In medicine, bad evaluation comes with a body count. Until it was shown up in a randomised trial, hydroxychloroquine as a treatment for COVID cost more than 10,000 lives. Before they were proven to be dangerous in a randomised trial, antiarrhythmic drugs for errant heartbeats cost more than 50,000 lives. In the century before they were put to a randomised trial, radical mastectomies for breast cancer disfigured 500,000 women while producing no better outcomes than targeted surgery.
Expert opinion and low‑quality before‑after studies supported these harmful treatments. If randomised trials had not put a stop to them, the toll might have been greater still. Yet while randomised trials are common in medicine, rigorous evaluation remains rare in policymaking. A study from the Committee for Economic Development of Australia think tank examined a sample of 20 Australian Government programs conducted between 2015 and 2022, with a total expenditure of more than $200 billion.
CEDA found 95 per cent were not properly evaluated. Its analysis of state and territory government evaluations reported similar results. Across the board, CEDA estimates fewer than 1.5 per cent of government evaluations use a randomised design.
This finding echoes the Productivity Commission’s 2020 report into the evaluation of Indigenous programs, which concluded that ‘both the quality and usefulness of evaluations of policies and programs affecting Aboriginal and Torres Strait Islander people are lacking’, and ‘evaluation is often an afterthought rather than built into policy design’.
That’s where the Australian Centre for Evaluation comes in. Established a year ago, the centre aims to expand the quality and quantity of evaluation across the public service. Collaborating with departments, the centre is busily initiating rigorous evaluations of programs across a range of agencies. While the Australian Centre for Evaluation works across government, the Paul Ramsay Foundation has recently launched a $2 million grant round to support experimental evaluations conducted by non‑profits with a social impact mission. The Paul Ramsay Foundation gives a few examples, including programs aimed at improving education outcomes for young people with disabilities, reducing domestic and family violence, or helping jobless people find work. This announcement demonstrates the commitment to rigorous evaluation by Australia’s largest philanthropic foundation.

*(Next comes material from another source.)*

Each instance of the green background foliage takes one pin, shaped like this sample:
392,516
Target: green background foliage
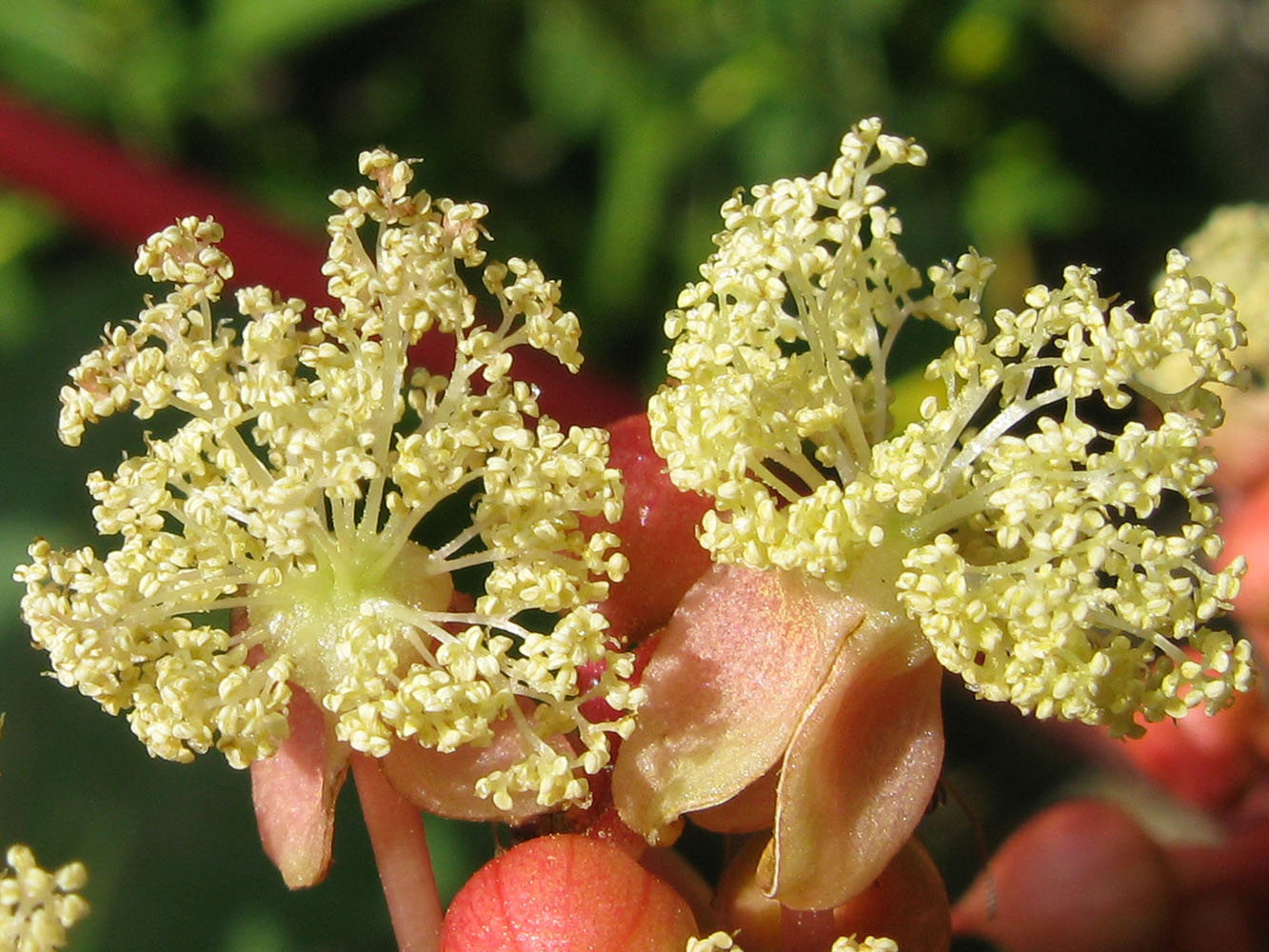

The few randomised policy trials conducted so far have produced some unexpected findings. Some had argued that parents would be more likely to get their children to school when subject to the threat of losing welfare payments. In 2016, researchers, including Harvard’s Michael Hiscox, carried out a randomised trial in the Northern Territory of the Improving School Enrolment and Attendance through Welfare Reform Measure program. About 400 children were assigned to the treatment group, and the same number to the control group. Despite threats of payment suspension – and actual payment suspensions for some families – the program had no effect on attendance.
Another randomised trial, conducted by the University of NSW’s Richard Holden and his collaborators, looked at the examples used on school literacy tests. A randomised trial across 1135 students in Dubbo compared how students perform when tests are made culturally relevant – for example, by replacing a passage about lighthouses with a passage about the big dish in nearby Parkes. The improvement is sizeable, amounting to half the gap between Indigenous and non‑Indigenous students.
Another surprise came from a randomised trial of Health4Life, a program co‑designed with students and educators with the aim of reducing risky behaviour by teens. A randomised trial led by Sydney University’s Katrina Champion across 85 schools in Brisbane, Perth and Sydney found that Health4Life had no measurable impacts on alcohol use, tobacco smoking, recreational screen time, physical inactivity, poor diet or poor sleep.
What is distinctive about these studies is that they are not simply pilot programs or observational studies, but randomised trials, where participants are assigned to the treatment and control groups according by the toss of a coin. Randomisation ensures that before the experiment starts, the 2 groups are as similar as possible. This means any difference we observe between them must be due to the intervention. In formal terms, randomisation provides an ideal counterfactual.
Without randomisation, what might go wrong? One danger is that the comparison group might be different from the outset. Students and schools who sign up for a new program could be quite different from those who say no. This is why medical researchers tend to trust randomised trials not only for assessing the impact of new drugs, but also increasingly for testing the impact of diet, exercise, surgery and more.
A ‘what works?’ approach to government promotes democratic accountability. It makes government more effective and efficient – producing better public services for every dollar we raise in taxes. But it especially matters for the most vulnerable. When government doesn’t work, the richest can turn to private options. But the poorest have nowhere else to turn, since they rely on well‑functioning government services for healthcare, education, public safety and social services. Getting impact evaluation right can deliver not just a more productive government, but a more egalitarian society.